There are approximately 195 miles of trails in the Wilderness. Travel is restricted to foot or horseback. Mechanized transportation of any kind, including bicycles, is prohibited. Major trailheads on the Stanislaus portion are Wheat's Meadow, County Line, Arnot Creek, Disaster Creek, and Clark Fork on the Summit Ranger District (Highway 108) and Silver Valley (Lake Alpine), Stanislaus Meadow, Mosquito Lakes, Pacific Valley, and Highland Lakes on the Calaveras Ranger District (Highway 4).
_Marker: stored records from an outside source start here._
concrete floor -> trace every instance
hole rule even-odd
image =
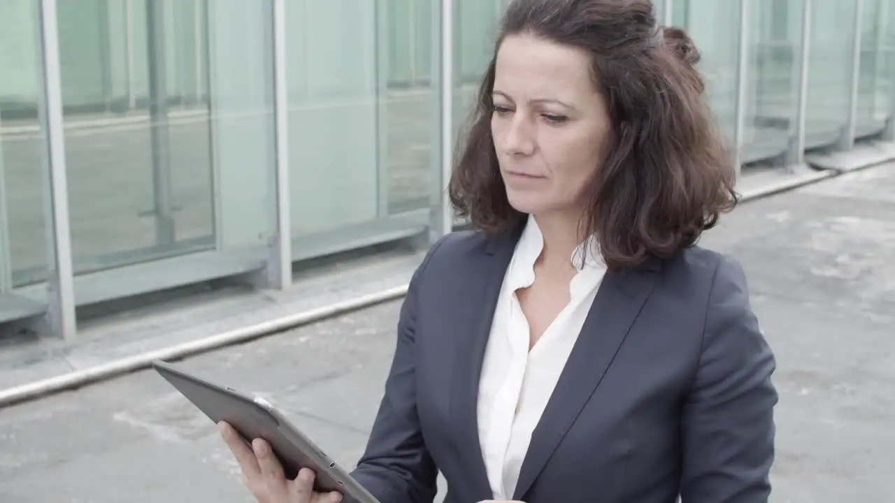
[[[779,360],[775,502],[895,501],[895,166],[743,205],[703,244],[746,270]],[[399,303],[191,358],[338,462],[360,456]],[[0,410],[0,501],[250,501],[214,426],[142,371]]]

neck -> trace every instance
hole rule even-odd
[[[541,252],[541,263],[550,269],[570,265],[572,253],[584,238],[580,218],[568,215],[544,214],[535,215],[534,220],[544,238],[544,248]]]

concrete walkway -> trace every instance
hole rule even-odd
[[[775,502],[895,501],[895,166],[745,204],[703,244],[745,267],[779,359]],[[399,303],[182,364],[360,456]],[[0,410],[0,501],[250,501],[214,427],[151,371]]]

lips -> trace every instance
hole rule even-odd
[[[510,176],[516,176],[516,177],[518,177],[518,178],[528,178],[528,179],[531,179],[531,180],[536,180],[538,178],[544,178],[544,176],[542,176],[541,175],[532,175],[532,174],[524,173],[524,172],[521,172],[521,171],[510,171],[510,170],[507,170],[507,175],[509,175]]]

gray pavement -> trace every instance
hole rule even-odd
[[[895,501],[895,165],[743,205],[703,245],[746,270],[778,360],[775,502]],[[182,364],[360,456],[399,303]],[[214,427],[151,371],[0,410],[4,503],[249,501]]]

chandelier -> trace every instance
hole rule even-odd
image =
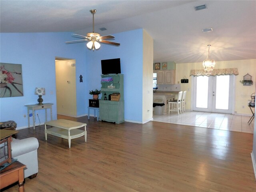
[[[210,47],[211,45],[208,45],[208,57],[206,58],[203,62],[203,67],[204,70],[206,72],[206,74],[209,76],[212,73],[212,71],[213,70],[213,68],[215,65],[215,61],[214,59],[210,58]]]

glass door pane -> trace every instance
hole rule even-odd
[[[196,80],[197,108],[208,108],[208,84],[209,78],[207,76],[197,77]]]
[[[216,76],[216,109],[228,109],[229,78],[229,75]]]

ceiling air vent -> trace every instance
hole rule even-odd
[[[104,27],[102,27],[101,28],[100,28],[100,30],[101,31],[105,31],[107,29],[106,29]]]
[[[212,28],[208,28],[208,29],[204,29],[202,30],[203,32],[206,33],[206,32],[210,32],[212,31]]]
[[[194,7],[196,11],[198,11],[198,10],[202,10],[202,9],[207,8],[206,4],[204,4],[204,5],[200,5],[199,6],[196,6],[196,7]]]

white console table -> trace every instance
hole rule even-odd
[[[40,109],[45,109],[45,122],[47,121],[47,109],[50,109],[51,111],[51,121],[52,120],[52,106],[53,103],[44,103],[42,105],[39,105],[38,104],[33,105],[27,105],[25,106],[28,108],[28,128],[30,127],[30,120],[29,118],[29,110],[32,110],[32,114],[33,115],[33,128],[35,130],[35,110]]]

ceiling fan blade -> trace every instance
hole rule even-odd
[[[81,39],[81,40],[76,40],[74,41],[66,41],[66,43],[79,43],[80,42],[83,42],[85,41],[88,41],[89,40],[88,39]]]
[[[86,39],[90,39],[90,38],[89,37],[86,37],[86,36],[84,36],[83,35],[78,35],[77,34],[71,34],[72,35],[77,35],[78,36],[80,36],[81,37],[82,37],[84,38],[85,38]]]
[[[114,38],[115,37],[114,37],[112,35],[105,35],[104,36],[102,36],[101,37],[99,37],[98,38],[100,39],[112,39]]]
[[[116,46],[120,45],[120,43],[116,43],[116,42],[113,42],[112,41],[107,41],[106,40],[99,40],[99,41],[100,42],[101,42],[102,43],[107,43],[108,44],[111,44],[112,45],[116,45]]]

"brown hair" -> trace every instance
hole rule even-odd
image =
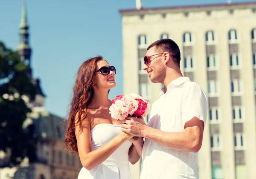
[[[160,39],[150,44],[147,50],[153,46],[155,46],[157,50],[160,49],[162,52],[169,52],[172,54],[173,61],[180,66],[180,51],[179,46],[175,41],[170,39]]]
[[[94,75],[97,68],[97,63],[103,60],[101,56],[96,57],[85,61],[80,67],[77,74],[73,88],[73,97],[70,106],[68,118],[67,121],[67,129],[65,133],[64,146],[71,153],[78,152],[77,142],[75,134],[75,128],[79,125],[86,117],[87,109],[93,95],[93,84]],[[84,114],[82,115],[82,114]],[[75,125],[76,116],[78,121]]]

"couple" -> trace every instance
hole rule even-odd
[[[82,64],[64,143],[79,154],[84,167],[78,179],[131,179],[129,162],[134,164],[142,157],[141,179],[198,178],[197,152],[207,99],[198,85],[183,77],[180,60],[179,47],[171,39],[148,48],[143,69],[153,82],[164,86],[152,106],[148,125],[142,118],[112,119],[108,94],[116,86],[116,69],[101,57]]]

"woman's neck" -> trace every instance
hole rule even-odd
[[[111,102],[108,99],[108,91],[94,90],[90,108],[94,109],[100,108],[108,108],[111,105]]]

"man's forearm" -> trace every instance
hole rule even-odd
[[[200,135],[198,132],[200,131],[164,132],[148,127],[143,136],[176,151],[197,152],[201,147],[200,139],[196,137]]]

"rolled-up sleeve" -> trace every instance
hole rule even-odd
[[[183,98],[181,111],[183,128],[185,124],[194,117],[204,121],[205,125],[208,110],[208,99],[202,88],[192,83]]]

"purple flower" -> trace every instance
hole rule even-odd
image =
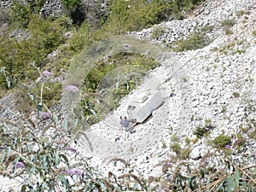
[[[172,166],[172,164],[170,163],[170,162],[166,163],[166,165],[167,165],[169,167]]]
[[[43,119],[49,119],[49,118],[50,118],[50,113],[47,113],[47,112],[43,112],[42,113],[41,113],[41,115],[42,115],[42,118],[43,118]]]
[[[46,77],[50,77],[51,76],[51,73],[49,71],[44,71],[42,73],[43,75],[46,76]]]
[[[76,149],[75,148],[73,148],[73,147],[72,147],[72,146],[70,146],[70,145],[67,145],[67,146],[66,147],[66,149],[67,149],[67,150],[73,151],[73,152],[76,152],[76,151],[77,151],[77,149]]]
[[[83,172],[78,169],[68,169],[65,172],[67,175],[82,176]]]
[[[20,161],[16,163],[16,168],[23,168],[24,166],[25,165]]]
[[[66,89],[65,89],[65,90],[68,90],[68,91],[70,91],[70,92],[74,93],[74,92],[79,91],[79,88],[78,88],[77,86],[69,84],[69,85],[67,85],[67,86],[66,86]]]
[[[206,183],[207,181],[207,178],[203,177],[201,179],[201,183]]]
[[[225,148],[226,148],[226,149],[231,149],[231,146],[230,146],[230,145],[226,145],[226,146],[225,146]]]

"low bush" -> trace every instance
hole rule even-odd
[[[203,33],[195,32],[186,39],[177,42],[175,51],[180,52],[184,50],[195,50],[207,46],[209,40]]]
[[[217,148],[225,148],[226,145],[230,144],[231,137],[225,135],[219,135],[212,140],[213,144]]]

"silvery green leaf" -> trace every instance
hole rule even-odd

For guide services and saddle and pack stock contact:

* Kennedy Meadows Resort
P.O. Box 4010
Sonora, Ca. 95370
209-965-3900/965-3911 (summer)
209-965-3900 (winter)

Always be prepared for cold and wet weather!
Trip Planning

Wilderness permits are required for overnight camping. Forest and Wilderness maps can be purchased at any Stanislaus National Forest office or from from the National Forest Store. You may also find the following useful:

* Carson-Iceberg Wilderness; Jeffrey P. Schaffer; Wilderness Press
* Sierra North; Thomas Winnett; Wilderness Press
* The Tahoe-Yosemite Trail; Winnett and Denison; Wilderness Press


Livestock grazing first came to the high country in the 1860's. The Wilderness Act allows grazing to continue where it was an established practice before the area was designated as Wilderness. There are ten grazing allotments (nine cattle, one sheep) in the Carson-Iceberg Wilderness. Grazing management plans specify animal numbers and length of time in each feed area. Gates and drift fences control livestock movement to prevent overgrazing and to reduce conflicts with Wilderness visitors. Please help by keeping gates closed.

Under the Wilderness Act, mineral rights established prior to December 31, 1983, will remain, subject to constraints on exploration and mining to protect surface resources. There are few claims in this Wilderness and no mining activity at the present time.